The Market Today
S&P 500 In Search of First Three-Day Win Streak of Dreadful December
by Craig Dismuke, Dudley Carter
Goods Trade Deficit and Inventory Changes **Postponed**: The three reports originally scheduled for 7:30 a.m. CT on goods trade and retail and wholesale inventories are all sourced from the Census Bureau and have all been pushed to a later date because of the government shutdown.
Chicago PMI, Pending Home Sales: In the late-morning economic releases, the Chicago Purchasing Manager Index is expected to decline in December, consistent with regional activity surveys from the Fed, while pending home sales are projected to have risen a modest 1.0% in November. Pending home sales sank 2.6% in October to their weakest rate since June 2014. Existing home sales, the ultimate result of leading pending sales activity, rose in both October and November but had declined in each of the prior six months. The total pace of existing sales is currently the third slowest since early 2016.
Yesterday – Another Whippy Day on Wall Street As Stocks Stage Late-Session Surge: The Dow added more than 250 points to Wednesday’s historic 1,000-point rally after a spectacular intraday reversal Thursday continued to spin heads on Wall Street. The Dow spent majority of the day in negative territory and bottomed down 611 points, or 2.7%, just before 1:30 p.m. CT. However, the tone turned abruptly and the index skyrocketed in the final hour and a half of trading to end the day up more than 1.1%, closing out the Dow’s biggest intraday reversal in 10 years. Thursday’s continued volatility extended the Dow’s streak of greater-than-1% swings to six consecutive days.

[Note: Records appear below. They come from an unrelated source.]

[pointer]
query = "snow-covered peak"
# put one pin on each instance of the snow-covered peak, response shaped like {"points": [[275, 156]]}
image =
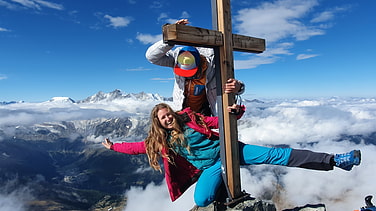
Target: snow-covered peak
{"points": [[62, 100], [119, 95]]}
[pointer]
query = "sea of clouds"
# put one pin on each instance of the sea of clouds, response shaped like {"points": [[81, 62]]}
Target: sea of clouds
{"points": [[323, 125]]}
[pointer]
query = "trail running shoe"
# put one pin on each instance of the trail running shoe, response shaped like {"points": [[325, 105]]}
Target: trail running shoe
{"points": [[347, 160]]}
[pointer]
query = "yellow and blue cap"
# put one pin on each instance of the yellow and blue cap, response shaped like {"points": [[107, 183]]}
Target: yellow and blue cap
{"points": [[188, 62]]}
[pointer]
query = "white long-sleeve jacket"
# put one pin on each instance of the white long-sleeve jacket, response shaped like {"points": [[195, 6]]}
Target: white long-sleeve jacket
{"points": [[164, 55]]}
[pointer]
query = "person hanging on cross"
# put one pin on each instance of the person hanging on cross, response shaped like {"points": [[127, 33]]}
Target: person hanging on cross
{"points": [[195, 78]]}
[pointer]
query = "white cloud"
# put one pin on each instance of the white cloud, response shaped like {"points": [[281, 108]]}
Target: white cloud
{"points": [[305, 56], [148, 38], [38, 4], [282, 21], [3, 77], [50, 5], [118, 22], [3, 29]]}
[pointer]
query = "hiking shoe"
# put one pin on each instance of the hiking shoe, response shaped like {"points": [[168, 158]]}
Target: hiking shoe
{"points": [[347, 160]]}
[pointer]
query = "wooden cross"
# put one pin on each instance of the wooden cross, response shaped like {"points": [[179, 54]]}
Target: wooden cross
{"points": [[224, 43]]}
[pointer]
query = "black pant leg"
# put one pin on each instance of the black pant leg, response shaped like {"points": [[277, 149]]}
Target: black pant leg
{"points": [[310, 160]]}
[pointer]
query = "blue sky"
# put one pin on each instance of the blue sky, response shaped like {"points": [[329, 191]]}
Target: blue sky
{"points": [[315, 48]]}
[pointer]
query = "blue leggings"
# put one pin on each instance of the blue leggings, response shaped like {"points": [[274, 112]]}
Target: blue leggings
{"points": [[211, 178]]}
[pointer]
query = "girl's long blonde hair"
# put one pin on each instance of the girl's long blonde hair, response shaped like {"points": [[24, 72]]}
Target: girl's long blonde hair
{"points": [[155, 142], [157, 136]]}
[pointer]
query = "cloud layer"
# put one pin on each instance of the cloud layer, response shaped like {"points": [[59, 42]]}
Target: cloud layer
{"points": [[325, 125]]}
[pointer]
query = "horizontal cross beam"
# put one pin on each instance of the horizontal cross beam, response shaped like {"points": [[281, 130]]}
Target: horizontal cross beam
{"points": [[195, 36]]}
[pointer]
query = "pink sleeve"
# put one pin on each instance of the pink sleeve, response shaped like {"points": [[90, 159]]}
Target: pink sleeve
{"points": [[132, 148], [211, 121]]}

While done several times this cycle, the index has only realized a 1% or greater gains in seven consecutive sessions once (October 2011) since March 2009. The S&P 500 and Nasdaq followed similar paths to more modest gains of 0.8% and 0.4%, respectively. Treasury yields were pushed and pulled about by the sharp reversal in the stock market. The 10-year yield closed down 4.1 bps after earlier falling 7.7 bps. The yield bottom and subsequent recovery coincided closely with stocks’ turnabout. The 2-year yield slipped a bit more (-5.2 bps) as investors continued to push the Fed to the sidelines in 2019, but it too finished off its lows (-7.3 bps.) Fed Funds futures implied a peak Fed Funds rate of 2.45% in September 2019, implying a roughly 25% chance of another rate increase, and small probability of a cut before 2020.

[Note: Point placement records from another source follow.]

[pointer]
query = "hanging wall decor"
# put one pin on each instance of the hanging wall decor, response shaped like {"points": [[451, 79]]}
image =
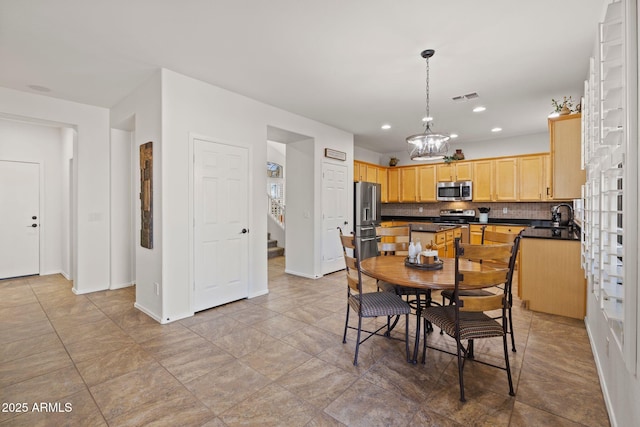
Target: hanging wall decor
{"points": [[146, 195]]}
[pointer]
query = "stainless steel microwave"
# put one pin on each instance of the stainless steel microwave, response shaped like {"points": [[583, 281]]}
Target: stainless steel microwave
{"points": [[454, 191]]}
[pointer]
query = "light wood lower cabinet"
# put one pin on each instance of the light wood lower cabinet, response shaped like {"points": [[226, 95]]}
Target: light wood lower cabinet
{"points": [[550, 278]]}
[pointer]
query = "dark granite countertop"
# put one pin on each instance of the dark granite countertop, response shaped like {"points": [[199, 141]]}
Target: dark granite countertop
{"points": [[560, 233]]}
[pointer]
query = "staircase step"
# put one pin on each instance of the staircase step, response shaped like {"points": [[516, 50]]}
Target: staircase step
{"points": [[275, 252]]}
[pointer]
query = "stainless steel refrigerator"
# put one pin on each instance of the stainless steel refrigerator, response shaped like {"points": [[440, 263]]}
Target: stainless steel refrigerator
{"points": [[367, 217]]}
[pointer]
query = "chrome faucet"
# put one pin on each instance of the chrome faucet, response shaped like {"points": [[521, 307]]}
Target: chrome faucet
{"points": [[556, 216]]}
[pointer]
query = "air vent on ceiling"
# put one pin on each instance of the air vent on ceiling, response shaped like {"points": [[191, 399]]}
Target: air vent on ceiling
{"points": [[472, 95]]}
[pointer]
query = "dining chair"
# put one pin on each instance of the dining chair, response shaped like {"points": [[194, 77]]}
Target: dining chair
{"points": [[395, 241], [473, 318], [493, 237], [368, 304]]}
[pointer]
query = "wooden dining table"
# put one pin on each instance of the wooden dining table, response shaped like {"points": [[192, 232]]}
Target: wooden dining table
{"points": [[392, 269]]}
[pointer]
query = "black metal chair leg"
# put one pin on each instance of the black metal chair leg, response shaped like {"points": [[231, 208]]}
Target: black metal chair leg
{"points": [[346, 326], [355, 359]]}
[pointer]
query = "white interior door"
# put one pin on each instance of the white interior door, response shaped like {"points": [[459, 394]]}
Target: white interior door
{"points": [[19, 219], [221, 219], [334, 215]]}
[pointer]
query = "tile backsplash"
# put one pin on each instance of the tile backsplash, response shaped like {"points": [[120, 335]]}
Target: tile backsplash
{"points": [[520, 210]]}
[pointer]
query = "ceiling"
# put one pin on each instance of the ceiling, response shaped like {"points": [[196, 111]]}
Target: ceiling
{"points": [[354, 65]]}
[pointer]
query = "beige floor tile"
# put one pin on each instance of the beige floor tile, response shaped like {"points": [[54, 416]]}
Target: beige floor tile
{"points": [[195, 361], [99, 344], [53, 386], [274, 358], [29, 346], [312, 340], [34, 365], [177, 408], [525, 415], [113, 364], [78, 409], [317, 382], [130, 391], [272, 406], [226, 386], [366, 404]]}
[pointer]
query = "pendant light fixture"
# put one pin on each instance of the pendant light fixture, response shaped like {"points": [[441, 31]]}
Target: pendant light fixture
{"points": [[428, 145]]}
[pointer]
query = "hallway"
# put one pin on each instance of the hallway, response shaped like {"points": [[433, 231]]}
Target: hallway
{"points": [[273, 360]]}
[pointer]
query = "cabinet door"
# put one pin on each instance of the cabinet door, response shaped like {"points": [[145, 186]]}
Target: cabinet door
{"points": [[408, 184], [464, 171], [505, 183], [531, 185], [427, 183], [483, 181], [565, 139], [393, 182], [445, 172], [382, 180], [372, 173]]}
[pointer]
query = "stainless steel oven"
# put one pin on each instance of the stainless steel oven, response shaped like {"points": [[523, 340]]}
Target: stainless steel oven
{"points": [[454, 191]]}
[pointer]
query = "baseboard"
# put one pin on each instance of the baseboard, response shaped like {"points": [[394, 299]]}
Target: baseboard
{"points": [[121, 285], [603, 383], [147, 312], [306, 276]]}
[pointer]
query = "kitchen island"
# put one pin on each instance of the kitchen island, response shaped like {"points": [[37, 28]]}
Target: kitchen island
{"points": [[550, 276]]}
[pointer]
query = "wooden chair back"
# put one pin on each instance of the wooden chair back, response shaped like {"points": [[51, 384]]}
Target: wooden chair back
{"points": [[350, 252], [489, 274], [393, 240]]}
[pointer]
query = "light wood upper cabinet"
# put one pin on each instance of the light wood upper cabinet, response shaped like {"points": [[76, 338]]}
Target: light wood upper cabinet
{"points": [[393, 185], [565, 139], [506, 189], [532, 178], [483, 181], [462, 171], [427, 183], [409, 184]]}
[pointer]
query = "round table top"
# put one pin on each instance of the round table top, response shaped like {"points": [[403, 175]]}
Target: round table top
{"points": [[393, 270]]}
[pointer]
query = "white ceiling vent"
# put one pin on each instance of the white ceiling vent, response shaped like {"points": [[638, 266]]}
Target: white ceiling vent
{"points": [[472, 95]]}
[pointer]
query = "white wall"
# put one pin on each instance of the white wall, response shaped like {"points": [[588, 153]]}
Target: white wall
{"points": [[91, 186], [141, 113], [68, 139], [122, 197], [300, 208], [191, 107], [519, 145], [41, 144]]}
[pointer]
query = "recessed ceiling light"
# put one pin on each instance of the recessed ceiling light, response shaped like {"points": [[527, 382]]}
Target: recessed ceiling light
{"points": [[39, 88]]}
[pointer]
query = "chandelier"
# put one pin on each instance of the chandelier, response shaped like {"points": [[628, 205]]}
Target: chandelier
{"points": [[428, 145]]}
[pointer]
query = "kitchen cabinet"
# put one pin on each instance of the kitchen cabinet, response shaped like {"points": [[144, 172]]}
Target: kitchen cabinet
{"points": [[455, 171], [505, 184], [550, 277], [427, 183], [393, 185], [566, 163], [483, 181], [409, 184], [368, 172], [532, 182]]}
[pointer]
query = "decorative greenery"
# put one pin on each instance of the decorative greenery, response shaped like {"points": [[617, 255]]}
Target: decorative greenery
{"points": [[559, 105]]}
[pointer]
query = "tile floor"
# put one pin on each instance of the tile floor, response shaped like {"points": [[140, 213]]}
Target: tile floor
{"points": [[273, 360]]}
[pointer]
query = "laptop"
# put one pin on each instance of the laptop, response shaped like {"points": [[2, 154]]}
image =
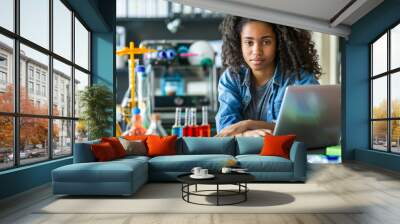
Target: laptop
{"points": [[312, 113]]}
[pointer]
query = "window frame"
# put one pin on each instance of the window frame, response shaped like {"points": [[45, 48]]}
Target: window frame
{"points": [[16, 115], [388, 74]]}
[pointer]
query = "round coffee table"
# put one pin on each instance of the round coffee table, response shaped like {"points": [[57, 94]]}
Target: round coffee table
{"points": [[238, 179]]}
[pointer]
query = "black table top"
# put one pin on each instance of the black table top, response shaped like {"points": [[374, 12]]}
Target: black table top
{"points": [[220, 178]]}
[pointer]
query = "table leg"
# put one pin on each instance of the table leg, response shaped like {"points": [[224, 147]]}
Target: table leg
{"points": [[245, 191], [217, 194]]}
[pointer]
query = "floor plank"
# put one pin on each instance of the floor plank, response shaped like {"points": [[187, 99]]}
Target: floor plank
{"points": [[376, 190]]}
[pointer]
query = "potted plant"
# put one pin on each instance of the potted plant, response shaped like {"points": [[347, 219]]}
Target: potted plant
{"points": [[96, 104]]}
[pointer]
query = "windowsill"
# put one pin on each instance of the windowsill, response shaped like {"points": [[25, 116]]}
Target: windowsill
{"points": [[380, 152], [25, 167]]}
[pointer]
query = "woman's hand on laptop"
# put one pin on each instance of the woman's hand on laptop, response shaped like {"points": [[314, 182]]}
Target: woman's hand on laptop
{"points": [[257, 133], [235, 129]]}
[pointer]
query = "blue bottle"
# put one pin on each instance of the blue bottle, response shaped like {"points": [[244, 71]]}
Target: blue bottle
{"points": [[172, 85], [177, 128]]}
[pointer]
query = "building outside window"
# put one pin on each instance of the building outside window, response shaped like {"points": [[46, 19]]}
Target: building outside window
{"points": [[30, 87], [385, 92], [35, 77]]}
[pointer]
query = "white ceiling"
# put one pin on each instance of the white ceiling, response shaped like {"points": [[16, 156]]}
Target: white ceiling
{"points": [[315, 15]]}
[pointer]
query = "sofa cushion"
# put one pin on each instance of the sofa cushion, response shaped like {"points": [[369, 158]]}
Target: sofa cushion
{"points": [[160, 146], [209, 145], [134, 147], [185, 163], [277, 145], [83, 152], [111, 171], [103, 152], [249, 145], [257, 163], [116, 145]]}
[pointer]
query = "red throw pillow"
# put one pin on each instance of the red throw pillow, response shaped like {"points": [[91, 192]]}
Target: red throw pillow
{"points": [[277, 145], [103, 152], [159, 146], [117, 146], [136, 137]]}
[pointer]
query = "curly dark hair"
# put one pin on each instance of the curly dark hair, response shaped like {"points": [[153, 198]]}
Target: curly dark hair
{"points": [[295, 49]]}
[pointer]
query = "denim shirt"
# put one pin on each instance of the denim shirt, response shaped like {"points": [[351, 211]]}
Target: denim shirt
{"points": [[234, 95]]}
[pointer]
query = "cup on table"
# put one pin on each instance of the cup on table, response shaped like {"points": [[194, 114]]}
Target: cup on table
{"points": [[226, 170], [196, 171], [203, 172]]}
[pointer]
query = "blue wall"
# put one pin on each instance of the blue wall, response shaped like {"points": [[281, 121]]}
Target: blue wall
{"points": [[356, 84], [99, 15]]}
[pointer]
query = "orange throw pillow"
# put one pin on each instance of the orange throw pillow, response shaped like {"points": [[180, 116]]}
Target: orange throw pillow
{"points": [[103, 152], [136, 137], [277, 145], [116, 145], [160, 146]]}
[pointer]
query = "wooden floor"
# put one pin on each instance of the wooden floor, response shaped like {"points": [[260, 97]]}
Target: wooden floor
{"points": [[378, 189]]}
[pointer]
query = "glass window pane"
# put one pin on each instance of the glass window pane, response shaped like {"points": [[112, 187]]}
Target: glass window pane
{"points": [[62, 138], [6, 74], [62, 89], [35, 21], [379, 55], [34, 97], [379, 97], [379, 135], [395, 136], [6, 142], [62, 29], [81, 81], [81, 132], [395, 94], [33, 140], [81, 45], [395, 47], [7, 14]]}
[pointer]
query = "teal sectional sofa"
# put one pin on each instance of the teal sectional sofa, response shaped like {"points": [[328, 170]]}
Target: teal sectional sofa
{"points": [[125, 176]]}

Overnight – S&P 500 in Search of First Three-Day Win Streak of a Dreadful December: Almost every major global equity index is stronger Friday after U.S. equities’ impressive reversal Thursday tacked on more gains to Wednesday’s cycle-best rally. The sole exception Friday was Japan, which saw its major indices close lower and the Nikkei, which is finished trading for 2018, notch its first negative year since 2011. Data showed an uptick in Japan’s unemployment rate to 2.5%, as-expected core inflation of 0.9% YoY, better-than-expected industrial production, and disappointing retail sales. As global equities have been beaten up in December, Japan’s 10-year yield has gradually declined and closed in negative territory (-0.01%) Friday for the first time since September 2017. As the rest of Asia strengthened, however, European markets opened higher and U.S. futures turned positive for the day. After falling 1.7% on Wednesday to a more-than-two-year low, the Stoxx 600 was up 1.7% and back near even for the week. Still, the index remains down 6.2% in December and on pace for its worst month since January 2016. European yields pulled back from their highs after several state inflation reports from Germany printed softer than expected. The national index, released subsequent to those reports, also cooled more than expected from 2.2% in November to 1.7% to end the year. Treasury yields had moved higher on the day but tracked the pull back in Europe, leaving most maturities modestly below Thursday’s close.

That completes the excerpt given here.